Without words we might not know of the existence of a thought, but even when words are used we are no better off unless we win past them and reach the thought beyond. If we stop and play with the words we are prostituting their function. We have mistaken the shadow for the substance. Of the words which come from Life we have gathered death. The letter killeth but the Spirit giveth life.
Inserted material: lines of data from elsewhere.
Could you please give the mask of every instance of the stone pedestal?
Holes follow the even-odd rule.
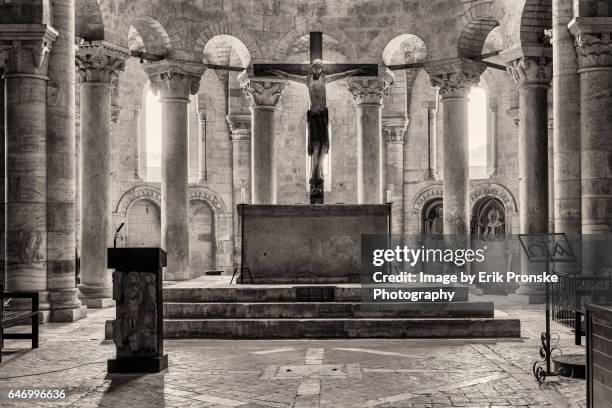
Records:
[[[423,103],[423,107],[427,109],[427,178],[438,180],[438,102],[427,101]]]
[[[240,77],[242,89],[251,102],[251,192],[253,204],[276,204],[277,112],[285,82],[277,79],[254,80]]]
[[[159,248],[111,248],[114,268],[113,341],[117,358],[108,360],[109,373],[158,373],[168,367],[163,343],[162,268],[166,253]]]
[[[206,111],[198,109],[198,171],[197,182],[208,180],[206,168]]]
[[[165,280],[187,280],[189,273],[189,96],[195,95],[205,68],[162,60],[145,67],[162,104],[161,229],[168,253]]]
[[[251,115],[230,114],[232,132],[232,192],[234,204],[251,203]],[[234,212],[234,265],[240,264],[240,218]]]
[[[106,248],[111,234],[111,91],[129,50],[105,41],[79,46],[76,56],[81,107],[81,282],[83,304],[109,307]]]
[[[391,203],[391,233],[404,233],[404,134],[408,120],[404,117],[383,118],[383,134],[386,142],[385,200]]]
[[[606,275],[612,259],[598,246],[612,233],[612,18],[577,17],[569,28],[580,75],[583,273]]]
[[[357,107],[357,203],[385,201],[381,109],[393,82],[390,71],[378,77],[347,80]]]
[[[49,56],[47,92],[47,283],[51,321],[87,315],[77,298],[75,152],[75,0],[53,2],[59,35]]]
[[[552,77],[550,48],[531,55],[506,52],[508,72],[519,90],[519,214],[521,234],[548,232],[548,88]],[[518,58],[512,58],[518,56]],[[509,57],[509,58],[508,58]],[[521,254],[521,273],[541,273]],[[544,286],[522,284],[516,291],[529,303],[544,301]]]
[[[443,200],[444,234],[469,245],[469,145],[467,96],[480,82],[484,66],[456,59],[427,68],[431,83],[439,87],[443,104]]]
[[[39,292],[47,281],[47,64],[57,32],[45,25],[2,24],[5,48],[6,283]]]

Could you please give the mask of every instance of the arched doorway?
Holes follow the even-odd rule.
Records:
[[[433,199],[423,206],[421,222],[421,231],[426,239],[444,233],[442,199]]]
[[[202,200],[189,202],[189,268],[197,277],[215,268],[214,215]]]
[[[160,247],[161,220],[157,204],[138,200],[127,211],[128,247]]]

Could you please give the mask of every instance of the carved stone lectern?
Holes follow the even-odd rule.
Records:
[[[117,358],[109,373],[157,373],[168,367],[163,353],[162,268],[160,248],[109,248],[114,268],[113,299],[117,305],[113,341]]]

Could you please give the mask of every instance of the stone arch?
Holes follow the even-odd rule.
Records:
[[[552,29],[552,0],[526,0],[521,15],[521,46],[546,44]]]
[[[414,199],[409,207],[410,213],[413,216],[420,217],[427,203],[434,199],[442,199],[442,183],[432,184],[419,190],[414,195]]]
[[[336,26],[325,26],[320,22],[315,22],[311,25],[300,24],[295,30],[286,34],[284,37],[278,40],[275,44],[274,59],[276,61],[285,60],[291,53],[291,48],[301,37],[308,36],[310,32],[321,31],[323,33],[323,40],[325,36],[331,37],[339,43],[339,49],[341,53],[348,59],[354,60],[359,57],[359,50],[355,45],[355,42],[351,37],[348,36],[343,30]],[[323,47],[323,59],[325,59],[325,46]]]
[[[238,24],[232,23],[229,20],[224,20],[212,25],[205,27],[200,34],[198,34],[195,40],[195,53],[198,55],[204,54],[204,48],[209,41],[219,35],[227,35],[235,38],[242,44],[248,51],[248,63],[245,65],[245,61],[242,60],[244,67],[247,67],[251,60],[259,59],[262,57],[261,49],[255,39]]]
[[[472,58],[482,54],[489,33],[498,27],[493,2],[483,2],[467,9],[461,16],[463,30],[459,36],[457,52],[459,57]]]
[[[518,211],[514,196],[506,187],[497,183],[480,183],[470,188],[470,207],[472,212],[474,204],[487,197],[497,198],[504,205],[506,213],[516,213]]]
[[[218,65],[231,65],[231,52],[234,51],[240,60],[242,68],[247,68],[251,63],[251,54],[242,41],[233,35],[219,34],[212,37],[203,50],[205,63]]]
[[[201,200],[204,201],[214,213],[225,214],[227,213],[227,206],[223,199],[215,193],[213,190],[201,187],[201,186],[190,186],[189,187],[189,201]]]
[[[419,216],[419,223],[421,225],[420,233],[425,237],[431,237],[434,234],[442,234],[442,226],[436,225],[436,220],[440,221],[440,215],[442,214],[443,201],[442,197],[431,198],[424,203],[423,209]],[[437,231],[434,231],[437,229]]]
[[[75,2],[75,34],[85,41],[104,40],[104,20],[97,0]]]
[[[123,237],[129,236],[129,210],[132,205],[139,201],[148,201],[154,204],[161,215],[161,191],[157,187],[149,185],[135,186],[126,191],[117,202],[115,210],[112,214],[112,231],[117,231],[119,226],[124,224],[123,228],[121,229],[121,235]],[[125,243],[127,240],[124,239],[123,242]]]
[[[140,37],[140,42],[146,52],[161,56],[170,54],[172,49],[170,35],[157,19],[151,16],[134,17],[130,20],[130,26]],[[133,32],[128,33],[128,36],[132,37],[133,42],[139,43]]]
[[[427,58],[425,41],[414,34],[400,34],[391,39],[382,51],[385,65],[421,62]]]
[[[189,269],[192,277],[219,268],[217,228],[219,217],[207,201],[189,200]],[[209,259],[207,259],[209,258]]]
[[[499,198],[481,197],[472,206],[470,234],[474,239],[482,241],[503,239],[507,233],[506,221],[506,209]]]
[[[189,187],[189,202],[202,201],[207,204],[213,214],[214,231],[214,267],[229,271],[233,265],[233,214],[228,212],[223,199],[214,191],[201,186]]]
[[[159,188],[149,185],[132,187],[123,193],[117,202],[113,214],[125,220],[127,218],[128,209],[138,200],[149,200],[161,208],[161,191]]]

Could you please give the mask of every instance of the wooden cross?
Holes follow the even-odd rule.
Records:
[[[315,59],[323,60],[323,33],[316,31],[310,33],[310,63],[309,64],[254,64],[255,76],[274,76],[270,69],[277,69],[293,75],[311,75],[311,64]],[[331,75],[341,72],[361,69],[354,76],[378,76],[377,64],[326,64],[323,63],[323,74]]]

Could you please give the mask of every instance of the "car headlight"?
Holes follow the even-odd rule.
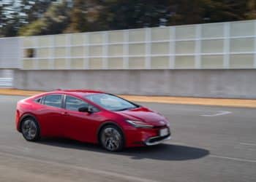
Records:
[[[140,127],[140,128],[152,128],[154,126],[148,124],[143,122],[140,122],[140,121],[134,121],[134,120],[129,120],[127,119],[126,120],[127,122],[128,122],[129,124],[130,124],[131,125],[132,125],[135,127]]]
There is another way of putting it. Words are to the living thought as the body of flesh is to the soul or real self. Behaviorists are fond of saying that our bodies are machines. This is true. Paul knew that his body was acting mechanically and not in accordance with his will. But Paul knew and we know that all has not been said when we call our bodies machines. They are a special type of machine, known as an organism. An organism has behind the machine an integrating principle which is called Life. In Man, the principle behind the machine we call the self or the soul. It is that which gives the activity of the organism meaning. You will remember that I said the words of Paul partook of the nature of an organism. Now you can see the significance of that statement. When we recognize the body as an organism we know that we cannot exhaust its meaning by considering it simply by itself, weighing its atoms, classifying its properties, cataloguing its forms of behaviour and so on. Instead we look for the individuality behind the body. It is the same with Paul's words. As they are an organism their significance is not in themselves but in the integrating principle behind them, the living thought of which they are the body. If we take them merely as verbalizations, it is like taking a man as so much meat, so much chemical substance. We sometimes do that, as when we consider a man as a unit of labour. That is taking the letter for the Spirit.